Por meio dela, o Verita consegue ser uma escola didática capaz de mostrar ao ouvinte os caminhos rumo ao autoconhecimento e autoconfiança. Ao mesmo tempo, ele ensina a ter senso crítico, a alcançar o altruísmo e, principalmente, a lutar pelos seus direitos e igualdade. É assim que o grupo consegue misturar, de forma equilibrada, assuntos relacionados à política, à sociedade e autopercepção.
Para representar essa amplitude temática, o Verita se aliou também a Coelho para os trabalhos de produção e mixagem. Por estar imerso também no campo criativo, o profissional soube guiar bem o grupo em suas respectivas propostas de atitudes e assuntos a serem tratados.

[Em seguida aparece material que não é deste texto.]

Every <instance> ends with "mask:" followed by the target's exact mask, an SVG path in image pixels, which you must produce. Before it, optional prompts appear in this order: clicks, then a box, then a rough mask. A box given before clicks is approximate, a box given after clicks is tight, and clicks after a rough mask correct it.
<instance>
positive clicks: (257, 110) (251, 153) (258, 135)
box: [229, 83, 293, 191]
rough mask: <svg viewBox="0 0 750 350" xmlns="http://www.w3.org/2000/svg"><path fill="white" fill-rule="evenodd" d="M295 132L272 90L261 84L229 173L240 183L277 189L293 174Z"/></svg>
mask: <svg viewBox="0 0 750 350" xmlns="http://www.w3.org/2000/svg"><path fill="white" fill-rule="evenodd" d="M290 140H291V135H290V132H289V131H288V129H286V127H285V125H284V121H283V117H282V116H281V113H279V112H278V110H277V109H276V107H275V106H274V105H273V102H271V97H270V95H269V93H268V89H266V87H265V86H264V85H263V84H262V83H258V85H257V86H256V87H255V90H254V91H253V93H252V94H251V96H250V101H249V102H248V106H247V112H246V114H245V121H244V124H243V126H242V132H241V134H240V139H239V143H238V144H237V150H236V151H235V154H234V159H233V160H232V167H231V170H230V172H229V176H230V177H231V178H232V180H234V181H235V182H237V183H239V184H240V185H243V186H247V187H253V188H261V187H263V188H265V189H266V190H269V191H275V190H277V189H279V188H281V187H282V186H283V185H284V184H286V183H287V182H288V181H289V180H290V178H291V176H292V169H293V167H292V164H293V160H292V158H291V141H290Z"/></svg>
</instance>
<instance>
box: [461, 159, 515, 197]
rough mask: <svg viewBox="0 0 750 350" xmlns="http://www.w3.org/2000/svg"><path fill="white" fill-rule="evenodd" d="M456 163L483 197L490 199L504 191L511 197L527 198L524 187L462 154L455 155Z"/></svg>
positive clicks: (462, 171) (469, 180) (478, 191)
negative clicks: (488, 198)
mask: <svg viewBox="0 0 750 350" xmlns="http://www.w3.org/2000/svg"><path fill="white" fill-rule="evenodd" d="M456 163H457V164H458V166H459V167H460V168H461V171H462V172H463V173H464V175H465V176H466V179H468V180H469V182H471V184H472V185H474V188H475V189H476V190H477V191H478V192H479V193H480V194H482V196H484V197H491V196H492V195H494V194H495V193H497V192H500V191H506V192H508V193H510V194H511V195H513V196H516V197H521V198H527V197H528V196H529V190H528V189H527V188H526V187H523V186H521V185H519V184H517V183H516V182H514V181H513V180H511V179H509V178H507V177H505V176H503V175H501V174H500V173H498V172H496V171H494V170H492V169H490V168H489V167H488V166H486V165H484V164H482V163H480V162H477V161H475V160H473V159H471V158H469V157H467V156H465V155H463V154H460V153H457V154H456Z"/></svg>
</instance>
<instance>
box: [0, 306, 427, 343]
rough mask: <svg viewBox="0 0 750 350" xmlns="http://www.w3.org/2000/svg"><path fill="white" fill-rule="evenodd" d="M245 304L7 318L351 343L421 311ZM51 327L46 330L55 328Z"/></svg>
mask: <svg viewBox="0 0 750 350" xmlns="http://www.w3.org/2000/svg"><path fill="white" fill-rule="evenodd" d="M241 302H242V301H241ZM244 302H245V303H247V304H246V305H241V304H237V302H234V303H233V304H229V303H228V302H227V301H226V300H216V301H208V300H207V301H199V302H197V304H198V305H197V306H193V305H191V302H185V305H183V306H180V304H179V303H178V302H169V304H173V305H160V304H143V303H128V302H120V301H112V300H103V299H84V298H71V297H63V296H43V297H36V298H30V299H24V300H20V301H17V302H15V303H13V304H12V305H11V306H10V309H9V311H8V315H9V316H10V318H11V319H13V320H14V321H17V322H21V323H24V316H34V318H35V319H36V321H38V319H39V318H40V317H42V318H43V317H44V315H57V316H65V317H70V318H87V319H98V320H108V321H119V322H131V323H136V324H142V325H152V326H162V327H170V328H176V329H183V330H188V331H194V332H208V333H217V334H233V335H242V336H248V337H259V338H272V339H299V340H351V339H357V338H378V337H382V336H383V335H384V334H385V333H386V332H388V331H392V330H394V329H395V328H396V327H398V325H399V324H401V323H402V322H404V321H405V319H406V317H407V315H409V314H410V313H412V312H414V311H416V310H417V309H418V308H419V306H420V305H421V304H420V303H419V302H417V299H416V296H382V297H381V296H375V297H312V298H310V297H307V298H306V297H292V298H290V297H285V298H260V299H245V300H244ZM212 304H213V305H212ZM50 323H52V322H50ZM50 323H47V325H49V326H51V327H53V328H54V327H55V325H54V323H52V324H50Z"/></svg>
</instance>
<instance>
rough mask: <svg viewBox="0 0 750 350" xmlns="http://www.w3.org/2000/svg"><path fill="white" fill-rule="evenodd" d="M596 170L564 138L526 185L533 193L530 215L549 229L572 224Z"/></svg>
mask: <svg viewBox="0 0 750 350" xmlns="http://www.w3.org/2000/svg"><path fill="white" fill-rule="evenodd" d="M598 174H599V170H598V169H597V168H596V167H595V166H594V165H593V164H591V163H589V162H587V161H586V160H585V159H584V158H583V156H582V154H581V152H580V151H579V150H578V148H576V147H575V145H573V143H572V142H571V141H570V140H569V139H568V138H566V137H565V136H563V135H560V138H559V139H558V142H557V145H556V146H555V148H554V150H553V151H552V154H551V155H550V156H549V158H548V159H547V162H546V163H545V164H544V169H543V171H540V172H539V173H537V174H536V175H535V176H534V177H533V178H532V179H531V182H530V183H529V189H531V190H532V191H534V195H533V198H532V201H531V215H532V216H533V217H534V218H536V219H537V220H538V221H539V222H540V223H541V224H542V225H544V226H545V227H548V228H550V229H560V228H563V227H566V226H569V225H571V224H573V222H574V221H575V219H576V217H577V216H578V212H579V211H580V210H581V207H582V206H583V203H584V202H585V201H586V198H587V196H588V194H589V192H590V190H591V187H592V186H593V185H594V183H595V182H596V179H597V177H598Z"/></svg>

No campo sonoro, Fernando Coelho sintetizou bem as emoções transcendidas pelos lirismos em melodias que soam firmes, precisas e consistentes. Dessa forma, a sonoridade consegue passar desde as noções de raiva à compreensão através de uma gama melódica que caminha pelo post-punk, rock alternativo, rock progressivo, stoner rock, heavy metal, hard rock e até mesmo pitadas de lo-fi e indie rock com brisas de bossa nova e huapango.
Fechando o escopo técnico, vem a arte de capa. Assinada por Ancelmo de Castro e Thais Guedes, ela evidencia o nome do grupo sobre uma superfície amadeirada com pouca iluminação. Com uma grafia que suscita desde o folk à atmosfera nórdica, o título, tal qual está posicionado, parece assumir a pose de um personagem teatral em um monólogo de único ato. O ato do pensar. Simples e evidenciando uma grafia delicada, a obra é o puro drama ultrarromântico.
Lançado em 03 de agosto de 2024 de maneira independente, Verita é um álbum de mente questionadora e reflexiva, de postura firme e imponente, mas de coração dócil e delicado. Um álbum melodicamente multicultural que ensina a arte da gratidão e do autoconhecimento ao mesmo tempo em que instiga os sensos necessários de inconformismo e reivindicação.